From Roswell Park reluctance to champion

Despite being a reluctant patient herself, Angel Brasher wants to help change the perception of Roswell Park Comprehensive Cancer Center, especially within the African American community.

“I think everybody’s afraid of what Roswell Park represents, which is cancer,” she says, citing the old adage about not judging a book by its cover.

“Culturally speaking, Black people are suspicious of hospitals and medicine. The stereotype stems from the Tuskegee Experiment where we were used to test drugs, and dates back before then from a cultural aspect,” she explains. The Tuskegee Experiment – officially Tuskegee Study of Untreated Syphilis in the Negro Male – took place in Macon County, Alabama from 1932 to 1972, conducted by the United States Public Health Service and the Centers for Disease Control. “Roswell Park is not what you might think it is,” Angel maintains. “Roswell Park is not death. Roswell Park is hope.”

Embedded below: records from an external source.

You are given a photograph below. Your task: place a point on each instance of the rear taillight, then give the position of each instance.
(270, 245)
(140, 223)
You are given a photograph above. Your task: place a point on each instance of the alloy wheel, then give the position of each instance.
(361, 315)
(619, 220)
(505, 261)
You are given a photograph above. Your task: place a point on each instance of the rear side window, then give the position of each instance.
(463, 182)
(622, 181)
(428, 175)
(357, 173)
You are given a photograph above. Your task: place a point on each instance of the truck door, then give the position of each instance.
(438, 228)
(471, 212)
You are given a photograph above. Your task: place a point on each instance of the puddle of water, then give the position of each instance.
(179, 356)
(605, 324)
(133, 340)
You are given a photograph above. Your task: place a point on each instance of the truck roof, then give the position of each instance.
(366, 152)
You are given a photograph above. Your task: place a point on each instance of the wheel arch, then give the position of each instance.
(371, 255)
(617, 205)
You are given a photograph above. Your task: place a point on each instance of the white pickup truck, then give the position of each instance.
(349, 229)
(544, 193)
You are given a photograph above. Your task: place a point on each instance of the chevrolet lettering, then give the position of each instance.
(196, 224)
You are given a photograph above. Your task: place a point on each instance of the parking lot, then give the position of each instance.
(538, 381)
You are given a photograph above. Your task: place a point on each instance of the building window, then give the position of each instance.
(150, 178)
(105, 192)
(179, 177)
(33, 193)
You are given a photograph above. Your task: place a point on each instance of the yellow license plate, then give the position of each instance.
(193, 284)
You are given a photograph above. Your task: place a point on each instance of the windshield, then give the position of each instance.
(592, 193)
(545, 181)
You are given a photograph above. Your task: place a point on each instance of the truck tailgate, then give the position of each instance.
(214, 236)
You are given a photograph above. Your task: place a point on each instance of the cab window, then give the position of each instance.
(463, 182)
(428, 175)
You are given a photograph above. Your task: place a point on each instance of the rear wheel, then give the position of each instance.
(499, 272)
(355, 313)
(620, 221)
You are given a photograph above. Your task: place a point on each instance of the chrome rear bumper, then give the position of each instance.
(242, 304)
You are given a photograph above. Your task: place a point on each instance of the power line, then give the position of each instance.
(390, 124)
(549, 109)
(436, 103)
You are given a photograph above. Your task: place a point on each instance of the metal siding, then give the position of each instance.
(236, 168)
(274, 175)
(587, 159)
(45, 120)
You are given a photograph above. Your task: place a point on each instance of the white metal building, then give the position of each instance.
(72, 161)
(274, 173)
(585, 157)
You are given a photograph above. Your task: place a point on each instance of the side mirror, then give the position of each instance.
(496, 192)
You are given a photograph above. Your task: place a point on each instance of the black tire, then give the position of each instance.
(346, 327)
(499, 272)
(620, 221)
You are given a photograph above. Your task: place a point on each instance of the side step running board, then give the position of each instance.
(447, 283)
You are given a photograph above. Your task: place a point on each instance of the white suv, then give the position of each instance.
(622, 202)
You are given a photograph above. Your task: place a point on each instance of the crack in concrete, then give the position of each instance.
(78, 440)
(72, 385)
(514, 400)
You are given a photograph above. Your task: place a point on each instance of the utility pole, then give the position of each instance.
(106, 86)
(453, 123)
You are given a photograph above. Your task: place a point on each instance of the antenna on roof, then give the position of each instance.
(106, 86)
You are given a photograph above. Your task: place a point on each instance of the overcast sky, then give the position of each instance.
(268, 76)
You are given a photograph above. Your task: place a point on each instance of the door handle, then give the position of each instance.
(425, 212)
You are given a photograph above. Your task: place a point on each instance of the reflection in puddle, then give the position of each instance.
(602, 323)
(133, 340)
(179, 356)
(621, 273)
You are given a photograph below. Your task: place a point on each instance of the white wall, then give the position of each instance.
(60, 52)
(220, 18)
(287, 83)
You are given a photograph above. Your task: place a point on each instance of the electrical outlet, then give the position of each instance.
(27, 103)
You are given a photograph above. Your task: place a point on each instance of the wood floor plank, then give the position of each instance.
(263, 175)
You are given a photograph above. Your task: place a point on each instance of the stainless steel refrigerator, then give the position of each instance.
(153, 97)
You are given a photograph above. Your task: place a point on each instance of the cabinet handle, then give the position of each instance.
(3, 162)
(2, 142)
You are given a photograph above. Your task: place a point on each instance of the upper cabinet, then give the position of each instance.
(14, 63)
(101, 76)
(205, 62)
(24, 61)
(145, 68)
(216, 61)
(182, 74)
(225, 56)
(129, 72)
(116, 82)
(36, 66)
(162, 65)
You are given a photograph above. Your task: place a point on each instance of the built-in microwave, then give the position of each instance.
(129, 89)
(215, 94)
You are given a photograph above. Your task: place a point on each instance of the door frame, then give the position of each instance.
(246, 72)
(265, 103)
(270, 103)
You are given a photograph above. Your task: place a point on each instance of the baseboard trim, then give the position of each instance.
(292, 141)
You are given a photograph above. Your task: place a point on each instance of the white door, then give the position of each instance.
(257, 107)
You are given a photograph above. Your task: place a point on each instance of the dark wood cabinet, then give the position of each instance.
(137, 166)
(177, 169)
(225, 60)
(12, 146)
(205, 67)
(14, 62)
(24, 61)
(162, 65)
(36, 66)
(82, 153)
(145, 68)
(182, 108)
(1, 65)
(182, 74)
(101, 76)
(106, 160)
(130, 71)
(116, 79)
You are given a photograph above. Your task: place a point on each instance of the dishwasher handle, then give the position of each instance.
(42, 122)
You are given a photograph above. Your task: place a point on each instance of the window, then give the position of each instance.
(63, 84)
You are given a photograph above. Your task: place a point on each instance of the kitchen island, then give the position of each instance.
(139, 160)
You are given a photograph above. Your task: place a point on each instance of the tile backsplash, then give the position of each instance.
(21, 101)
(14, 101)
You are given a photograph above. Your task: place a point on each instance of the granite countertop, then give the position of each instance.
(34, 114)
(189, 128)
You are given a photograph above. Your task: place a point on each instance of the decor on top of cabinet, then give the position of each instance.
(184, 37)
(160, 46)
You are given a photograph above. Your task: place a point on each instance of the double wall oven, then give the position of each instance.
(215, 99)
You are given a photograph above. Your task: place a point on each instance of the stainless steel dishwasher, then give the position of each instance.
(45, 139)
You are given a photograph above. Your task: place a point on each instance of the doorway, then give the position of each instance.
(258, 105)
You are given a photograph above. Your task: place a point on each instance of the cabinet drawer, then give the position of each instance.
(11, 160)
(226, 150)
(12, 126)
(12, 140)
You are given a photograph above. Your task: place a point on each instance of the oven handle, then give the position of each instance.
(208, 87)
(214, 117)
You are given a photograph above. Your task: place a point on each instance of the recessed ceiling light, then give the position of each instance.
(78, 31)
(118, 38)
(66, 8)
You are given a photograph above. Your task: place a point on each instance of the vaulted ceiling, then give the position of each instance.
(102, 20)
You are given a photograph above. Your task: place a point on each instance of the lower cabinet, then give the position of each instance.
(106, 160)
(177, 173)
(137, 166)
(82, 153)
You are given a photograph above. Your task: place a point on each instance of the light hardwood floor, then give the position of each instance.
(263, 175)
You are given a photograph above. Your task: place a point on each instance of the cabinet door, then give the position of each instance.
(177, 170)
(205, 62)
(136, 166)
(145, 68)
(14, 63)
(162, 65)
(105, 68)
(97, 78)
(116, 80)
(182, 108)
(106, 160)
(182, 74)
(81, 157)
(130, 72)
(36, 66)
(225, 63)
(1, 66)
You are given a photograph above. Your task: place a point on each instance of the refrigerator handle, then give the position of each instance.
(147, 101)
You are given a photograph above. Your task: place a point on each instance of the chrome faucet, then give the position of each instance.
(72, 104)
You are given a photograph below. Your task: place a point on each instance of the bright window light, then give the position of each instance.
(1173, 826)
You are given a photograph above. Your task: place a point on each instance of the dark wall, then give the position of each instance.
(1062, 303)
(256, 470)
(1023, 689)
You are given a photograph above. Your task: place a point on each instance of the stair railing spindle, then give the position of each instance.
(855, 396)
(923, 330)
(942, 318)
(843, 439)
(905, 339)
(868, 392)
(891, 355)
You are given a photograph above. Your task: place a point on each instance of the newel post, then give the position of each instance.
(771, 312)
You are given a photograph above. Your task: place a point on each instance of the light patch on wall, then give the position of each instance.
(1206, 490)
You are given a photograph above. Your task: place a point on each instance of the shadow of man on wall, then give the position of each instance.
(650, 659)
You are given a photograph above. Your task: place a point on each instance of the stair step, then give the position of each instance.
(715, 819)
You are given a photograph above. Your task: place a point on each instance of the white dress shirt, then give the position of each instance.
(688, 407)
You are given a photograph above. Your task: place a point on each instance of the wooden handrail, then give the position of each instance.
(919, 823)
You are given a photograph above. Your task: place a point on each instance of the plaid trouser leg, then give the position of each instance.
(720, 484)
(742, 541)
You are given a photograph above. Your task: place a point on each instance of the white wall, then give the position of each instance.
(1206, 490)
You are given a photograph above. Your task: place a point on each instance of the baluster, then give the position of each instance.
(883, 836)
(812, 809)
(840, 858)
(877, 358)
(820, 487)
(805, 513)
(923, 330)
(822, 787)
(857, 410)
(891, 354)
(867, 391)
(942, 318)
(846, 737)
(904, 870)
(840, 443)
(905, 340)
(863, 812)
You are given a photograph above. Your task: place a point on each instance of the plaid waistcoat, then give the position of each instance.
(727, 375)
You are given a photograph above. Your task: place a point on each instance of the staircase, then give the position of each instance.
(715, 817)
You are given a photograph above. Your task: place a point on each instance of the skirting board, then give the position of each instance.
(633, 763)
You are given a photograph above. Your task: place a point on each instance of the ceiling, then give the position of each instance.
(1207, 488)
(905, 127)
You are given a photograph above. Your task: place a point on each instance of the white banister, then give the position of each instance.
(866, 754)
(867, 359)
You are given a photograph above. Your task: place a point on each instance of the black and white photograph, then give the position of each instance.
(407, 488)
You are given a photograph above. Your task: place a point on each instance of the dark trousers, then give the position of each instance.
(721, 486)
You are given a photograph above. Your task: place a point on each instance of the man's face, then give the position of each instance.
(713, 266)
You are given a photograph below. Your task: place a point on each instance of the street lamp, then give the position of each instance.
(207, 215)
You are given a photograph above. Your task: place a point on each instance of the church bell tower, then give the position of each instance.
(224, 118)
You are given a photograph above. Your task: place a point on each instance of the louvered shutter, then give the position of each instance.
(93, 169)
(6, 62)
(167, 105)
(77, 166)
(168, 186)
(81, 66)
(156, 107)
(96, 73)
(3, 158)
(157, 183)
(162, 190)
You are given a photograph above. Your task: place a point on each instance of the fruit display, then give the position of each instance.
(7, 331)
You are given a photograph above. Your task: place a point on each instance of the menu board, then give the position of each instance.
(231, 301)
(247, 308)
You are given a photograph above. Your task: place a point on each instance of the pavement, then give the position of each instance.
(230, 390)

A diagnosis of the thyroid condition

A mother of four, grandmother of two and caregiver to her own mother, Angel Brasher was told about 10 years ago that she had Graves’ disease, a condition in which the thyroid gland is overactive and producing more hormones than needed. The doctor who diagnosed her didn’t seem to make a big deal about it, so she didn’t either because she didn’t feel sick. He told her it was important to take the prescribed medication, but nothing about the potential harm of non-compliance with treatment. When she noticed her hands were jittery, and that she was increasingly short-tempered, she just chalked it up to getting older. “I was the poster child of non-compliance,” admits Angel, now 47.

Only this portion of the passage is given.